レクシーの部下であるフュージリアーズにしたところで、金のために彼女に従っているに過ぎない。ただ、そこに同じ軍隊に所属していたという強化要素があるだけだ。
「だが、あいつは自腹を切って慈善事業をやらかすような男には思えない。やはり金じゃないのか、理由は」
「コリンにもう少し調べさせておくか」
「それはそうとして、これからの手術を行う場所の確保だ」
「それなら当てはある」
マックスが言うのにレクシーがにやりと笑った。
「ルサルカが持っている港の倉庫。そこで不法移民から臓器を抜く。そして、そのまま同じくルサルカが握っているホテルに臓器を運び、そこで移植する」
「ホテルを手術室にするのか」
「ああ。手術で出る産業廃棄物の処理も、ホテルで出る産業廃棄物と一緒に外に出して処理する。ホテルにはデカい洗濯機があって、血だって綺麗に落とせるしな」
「悪くなさそうだ」
「ああ。絶対に悪くない。早速連絡しておこうぜ」
マックスが感想を述べるのにレクシーがスマートフォンからジャックたちに連絡。彼らは手術室となるホテルで会うことに。
「部屋はロイヤルスイート?」
「そ。ひとつのフロア貸し切りで、邪魔者は絶対に入らない」
「客は金持ちだし、ちょうどいい」
レクシーが言うのにマックスが頷く。
それから遅れてジャックはホテルに姿を見せた。
「ドクター。ここがあんたの手術室になる。どうだ?」
「ええ。特に問題はなさそうですが、やはり空調などにも手を入れる必要があります。臓器を抜けば用済みのドナーと違って、レシピエントには術後に回復してもらう必要がありますので」
「手術室で微生物やらのせいで病気になってもらったら困るわけか」
「いくつか手を入れるべき場所を示しますので、対応していただけますか?」
「あんたの言うとおりにするよ、ドクター」
それからルサルカ経由で業者が雇われて、このリゾートホテルであるパレス・オブ・オーシャンのロイヤルスイートに手術室が設置された。

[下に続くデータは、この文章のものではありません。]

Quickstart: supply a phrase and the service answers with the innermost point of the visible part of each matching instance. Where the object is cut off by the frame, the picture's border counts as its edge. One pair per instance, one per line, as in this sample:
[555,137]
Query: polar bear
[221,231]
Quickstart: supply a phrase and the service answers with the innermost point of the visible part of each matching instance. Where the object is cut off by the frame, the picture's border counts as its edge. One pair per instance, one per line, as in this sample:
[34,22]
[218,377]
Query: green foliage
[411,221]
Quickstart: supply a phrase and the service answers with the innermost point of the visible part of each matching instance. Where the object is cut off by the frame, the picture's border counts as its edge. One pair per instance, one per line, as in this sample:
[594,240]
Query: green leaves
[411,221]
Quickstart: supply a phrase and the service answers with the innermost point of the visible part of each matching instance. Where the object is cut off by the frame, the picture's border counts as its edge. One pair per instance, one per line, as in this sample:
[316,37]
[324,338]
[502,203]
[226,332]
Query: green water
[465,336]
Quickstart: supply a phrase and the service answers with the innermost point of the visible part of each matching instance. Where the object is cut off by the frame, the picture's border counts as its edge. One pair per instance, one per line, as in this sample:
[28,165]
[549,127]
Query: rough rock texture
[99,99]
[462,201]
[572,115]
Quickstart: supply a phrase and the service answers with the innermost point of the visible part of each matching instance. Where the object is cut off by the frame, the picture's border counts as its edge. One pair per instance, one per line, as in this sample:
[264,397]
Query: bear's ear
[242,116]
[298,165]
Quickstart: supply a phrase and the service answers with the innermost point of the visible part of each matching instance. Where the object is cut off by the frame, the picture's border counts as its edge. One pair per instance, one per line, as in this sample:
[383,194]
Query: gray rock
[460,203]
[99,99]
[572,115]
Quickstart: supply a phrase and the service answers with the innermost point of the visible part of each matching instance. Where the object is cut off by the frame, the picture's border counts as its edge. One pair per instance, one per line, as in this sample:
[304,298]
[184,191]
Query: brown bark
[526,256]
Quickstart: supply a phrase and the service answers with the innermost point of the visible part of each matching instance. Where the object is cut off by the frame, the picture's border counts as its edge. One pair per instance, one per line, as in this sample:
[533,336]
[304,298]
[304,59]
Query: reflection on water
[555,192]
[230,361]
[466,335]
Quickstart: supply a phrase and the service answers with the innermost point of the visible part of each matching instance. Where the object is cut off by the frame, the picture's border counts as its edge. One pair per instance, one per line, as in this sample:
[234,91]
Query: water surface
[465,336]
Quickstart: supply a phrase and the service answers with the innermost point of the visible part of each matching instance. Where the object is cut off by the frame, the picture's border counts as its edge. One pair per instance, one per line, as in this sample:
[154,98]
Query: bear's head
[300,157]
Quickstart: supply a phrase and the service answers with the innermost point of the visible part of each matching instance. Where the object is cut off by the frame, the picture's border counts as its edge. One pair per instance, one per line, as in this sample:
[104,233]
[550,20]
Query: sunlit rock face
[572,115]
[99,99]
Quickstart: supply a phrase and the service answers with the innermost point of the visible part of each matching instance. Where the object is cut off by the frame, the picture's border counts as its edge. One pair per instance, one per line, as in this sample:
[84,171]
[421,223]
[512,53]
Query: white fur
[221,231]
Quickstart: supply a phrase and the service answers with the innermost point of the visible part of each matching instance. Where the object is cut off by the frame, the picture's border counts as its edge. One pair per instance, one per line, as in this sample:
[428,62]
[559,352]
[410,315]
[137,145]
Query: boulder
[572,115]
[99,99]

術後の回復を行う部屋なども設置され、マックスたちは着実に臓器密売というビジネスの準備を進めていっていた。
パレス・オブ・オーシャンでレシピエントの受け入れの準備が進む中で、パシフィックポイント港のルサルカ所有の倉庫ではドナーの受け入れ準備が進んでいた。
「こっちにも手術室を作ることになるとは」
「けど、この手術室ってのは野戦病院と変わらんぜ」
豪勢な造りであったパレス・オブ・オーシャンの手術室と違って、こっちはビニールのテントでできたものが、倉庫内に設置されているのみであった。

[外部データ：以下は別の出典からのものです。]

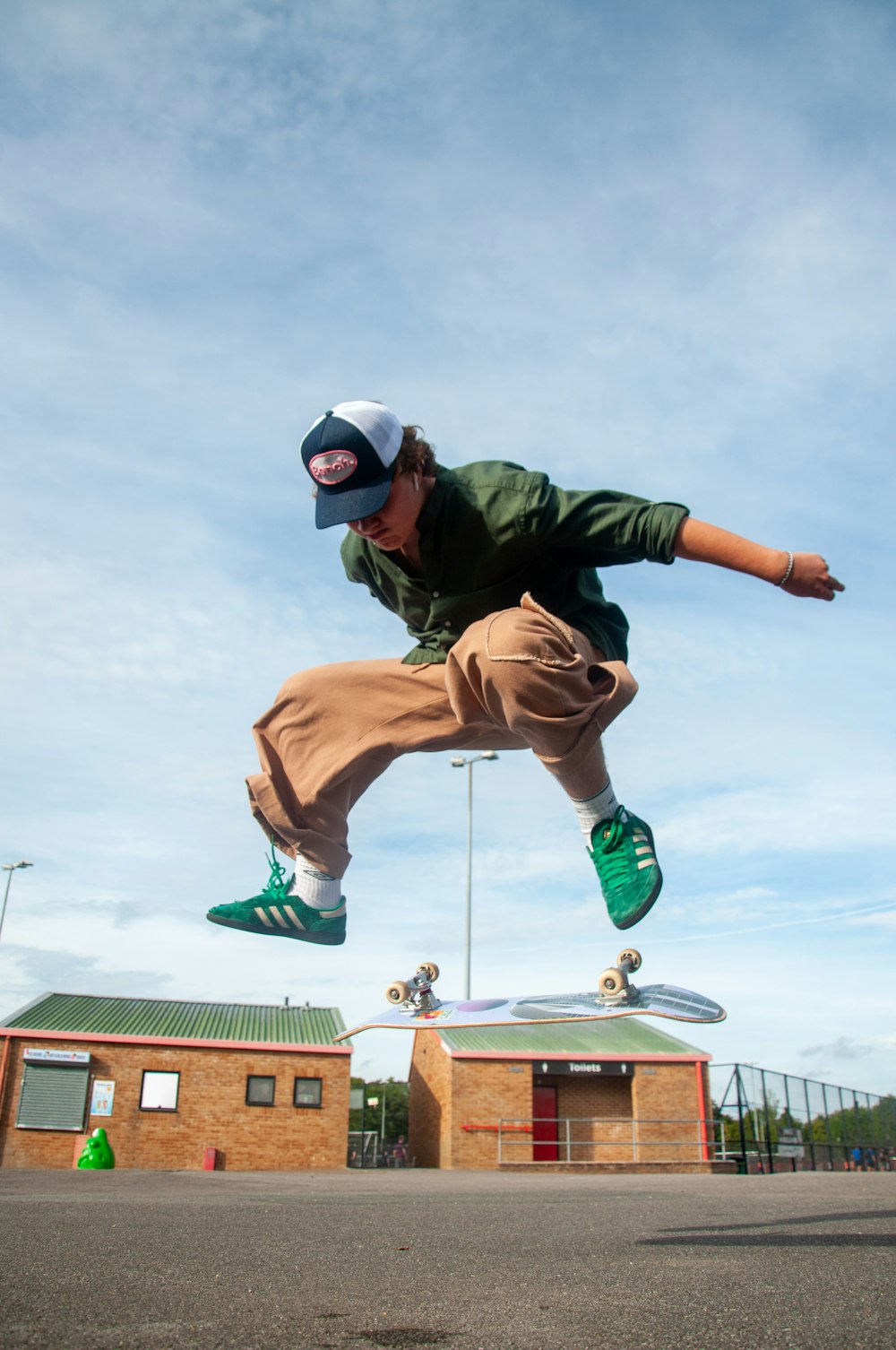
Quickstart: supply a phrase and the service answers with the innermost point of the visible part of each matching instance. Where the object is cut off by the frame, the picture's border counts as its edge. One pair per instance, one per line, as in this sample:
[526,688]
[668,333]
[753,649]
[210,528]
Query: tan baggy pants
[517,679]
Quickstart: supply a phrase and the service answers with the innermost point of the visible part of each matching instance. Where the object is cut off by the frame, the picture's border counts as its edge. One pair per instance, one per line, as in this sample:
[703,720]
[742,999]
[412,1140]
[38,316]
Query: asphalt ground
[463,1259]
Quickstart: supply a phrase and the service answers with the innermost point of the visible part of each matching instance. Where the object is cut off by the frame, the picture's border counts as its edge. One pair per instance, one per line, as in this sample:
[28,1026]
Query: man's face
[396,522]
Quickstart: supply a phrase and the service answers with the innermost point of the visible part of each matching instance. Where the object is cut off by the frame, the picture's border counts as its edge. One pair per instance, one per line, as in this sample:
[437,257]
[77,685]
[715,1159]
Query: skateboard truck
[613,983]
[416,992]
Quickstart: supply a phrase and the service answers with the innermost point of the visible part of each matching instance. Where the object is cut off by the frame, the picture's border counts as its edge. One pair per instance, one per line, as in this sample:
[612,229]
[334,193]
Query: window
[159,1091]
[306,1091]
[53,1096]
[259,1090]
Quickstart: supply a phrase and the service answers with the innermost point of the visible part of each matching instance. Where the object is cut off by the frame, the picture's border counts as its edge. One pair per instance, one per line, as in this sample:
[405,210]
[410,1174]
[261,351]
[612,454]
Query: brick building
[618,1094]
[262,1086]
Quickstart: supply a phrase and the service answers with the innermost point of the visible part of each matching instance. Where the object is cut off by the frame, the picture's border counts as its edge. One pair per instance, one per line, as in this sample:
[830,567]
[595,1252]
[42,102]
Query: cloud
[844,1048]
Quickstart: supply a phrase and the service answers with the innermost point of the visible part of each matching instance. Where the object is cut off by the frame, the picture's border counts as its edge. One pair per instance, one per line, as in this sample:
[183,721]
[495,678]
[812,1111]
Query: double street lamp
[461,762]
[10,869]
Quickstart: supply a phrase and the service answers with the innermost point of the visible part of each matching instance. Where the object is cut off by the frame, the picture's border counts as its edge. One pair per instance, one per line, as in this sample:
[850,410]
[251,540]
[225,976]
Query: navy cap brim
[333,508]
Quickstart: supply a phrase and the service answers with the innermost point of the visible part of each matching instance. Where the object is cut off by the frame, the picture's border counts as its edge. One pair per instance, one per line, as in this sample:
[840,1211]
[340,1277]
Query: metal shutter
[53,1096]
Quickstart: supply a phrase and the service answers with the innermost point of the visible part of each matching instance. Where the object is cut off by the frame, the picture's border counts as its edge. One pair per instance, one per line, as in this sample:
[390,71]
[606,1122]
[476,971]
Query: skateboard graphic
[415,1005]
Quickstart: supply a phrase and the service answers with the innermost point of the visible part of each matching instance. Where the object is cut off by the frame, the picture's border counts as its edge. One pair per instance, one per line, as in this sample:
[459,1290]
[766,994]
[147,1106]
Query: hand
[811,578]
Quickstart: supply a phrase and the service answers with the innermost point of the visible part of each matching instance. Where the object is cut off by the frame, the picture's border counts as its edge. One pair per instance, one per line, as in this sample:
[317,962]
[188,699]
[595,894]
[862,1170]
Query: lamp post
[10,869]
[461,762]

こっちで重視されているのは、いかに早く臓器を抜き、そしてそれを新鮮なままにレシピエントに届けること。それから臓器を抜いて用済みなったドナーの死体を効率的に処理することだ。
死体の処理はルサルカが請け負っており、苛性ソーダや粉砕機を使って、死体の身元を完全に隠すことになっている。

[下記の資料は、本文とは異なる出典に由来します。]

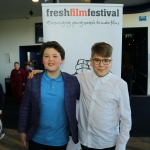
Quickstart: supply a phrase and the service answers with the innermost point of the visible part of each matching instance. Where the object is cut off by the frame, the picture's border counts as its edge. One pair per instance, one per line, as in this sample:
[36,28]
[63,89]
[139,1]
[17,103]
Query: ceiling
[16,9]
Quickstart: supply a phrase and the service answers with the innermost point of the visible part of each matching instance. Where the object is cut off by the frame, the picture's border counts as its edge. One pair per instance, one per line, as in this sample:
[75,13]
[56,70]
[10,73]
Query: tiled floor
[11,141]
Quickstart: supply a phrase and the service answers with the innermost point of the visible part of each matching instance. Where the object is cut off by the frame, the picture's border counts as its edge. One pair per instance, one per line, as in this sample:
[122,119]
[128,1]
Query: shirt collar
[103,79]
[48,78]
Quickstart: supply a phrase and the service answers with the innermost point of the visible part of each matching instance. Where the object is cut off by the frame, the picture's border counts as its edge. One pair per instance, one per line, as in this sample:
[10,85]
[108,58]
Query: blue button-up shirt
[53,129]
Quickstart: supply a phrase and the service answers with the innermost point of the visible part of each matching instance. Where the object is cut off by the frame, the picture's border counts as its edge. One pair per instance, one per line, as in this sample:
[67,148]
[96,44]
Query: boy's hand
[23,138]
[31,75]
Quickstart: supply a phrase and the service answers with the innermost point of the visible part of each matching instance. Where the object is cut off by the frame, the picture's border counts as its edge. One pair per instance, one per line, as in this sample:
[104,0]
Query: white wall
[132,20]
[14,33]
[21,32]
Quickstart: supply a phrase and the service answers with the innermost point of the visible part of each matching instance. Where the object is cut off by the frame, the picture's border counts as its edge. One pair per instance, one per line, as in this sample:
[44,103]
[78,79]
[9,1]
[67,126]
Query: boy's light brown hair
[101,48]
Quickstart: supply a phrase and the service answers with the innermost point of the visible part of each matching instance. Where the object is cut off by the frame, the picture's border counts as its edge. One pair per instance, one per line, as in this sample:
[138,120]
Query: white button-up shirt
[103,106]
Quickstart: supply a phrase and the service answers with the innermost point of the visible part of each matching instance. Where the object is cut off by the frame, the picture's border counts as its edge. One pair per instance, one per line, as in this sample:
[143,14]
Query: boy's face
[52,60]
[99,68]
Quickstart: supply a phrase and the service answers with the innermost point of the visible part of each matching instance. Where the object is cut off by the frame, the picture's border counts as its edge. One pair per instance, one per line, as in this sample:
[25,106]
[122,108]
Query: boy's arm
[125,118]
[31,75]
[25,110]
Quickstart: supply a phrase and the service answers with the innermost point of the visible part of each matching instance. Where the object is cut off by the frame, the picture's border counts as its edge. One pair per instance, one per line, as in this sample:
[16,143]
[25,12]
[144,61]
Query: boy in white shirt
[104,117]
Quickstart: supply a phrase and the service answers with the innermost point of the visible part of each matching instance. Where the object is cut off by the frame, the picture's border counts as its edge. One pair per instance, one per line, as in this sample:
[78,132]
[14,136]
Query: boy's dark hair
[101,48]
[16,63]
[55,45]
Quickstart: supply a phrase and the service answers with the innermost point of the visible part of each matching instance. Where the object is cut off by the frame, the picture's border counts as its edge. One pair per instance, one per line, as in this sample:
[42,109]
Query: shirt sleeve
[125,118]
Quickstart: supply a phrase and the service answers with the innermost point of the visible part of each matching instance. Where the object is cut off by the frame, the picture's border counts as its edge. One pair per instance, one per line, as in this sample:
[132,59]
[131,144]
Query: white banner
[78,26]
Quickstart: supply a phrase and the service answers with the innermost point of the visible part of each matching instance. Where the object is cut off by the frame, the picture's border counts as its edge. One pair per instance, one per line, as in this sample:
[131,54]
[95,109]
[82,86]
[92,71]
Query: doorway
[31,53]
[135,53]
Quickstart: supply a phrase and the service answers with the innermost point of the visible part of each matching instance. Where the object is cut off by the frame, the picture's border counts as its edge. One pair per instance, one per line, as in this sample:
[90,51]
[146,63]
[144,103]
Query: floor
[11,141]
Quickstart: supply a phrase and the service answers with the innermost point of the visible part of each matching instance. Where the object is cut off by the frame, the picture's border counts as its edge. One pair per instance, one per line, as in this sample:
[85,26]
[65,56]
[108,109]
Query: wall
[14,33]
[132,20]
[21,32]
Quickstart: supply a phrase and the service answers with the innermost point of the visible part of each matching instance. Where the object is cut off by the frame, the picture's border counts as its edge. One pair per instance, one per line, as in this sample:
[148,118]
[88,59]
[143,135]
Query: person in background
[17,80]
[31,65]
[2,133]
[27,72]
[104,117]
[48,110]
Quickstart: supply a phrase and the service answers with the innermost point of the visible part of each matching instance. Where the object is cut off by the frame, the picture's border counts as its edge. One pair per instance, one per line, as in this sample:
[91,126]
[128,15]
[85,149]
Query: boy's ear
[91,62]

「ジャックが言うには不法移民の健康検査もここで行うらしいから、パニックにならないように死体処理は見えないようにしておかないとな」
「不法移民には恐怖も何も感じず、静かに死んでもらわないといけない」
「麻酔は慈悲だぜ」
レクシーとマックスはそう言い合い、倉庫を出た。
港の倉庫からパレス・オブ・オーシャンまでの距離は10キロ。
臓器を新鮮なままに届けるには十分短い距離だ。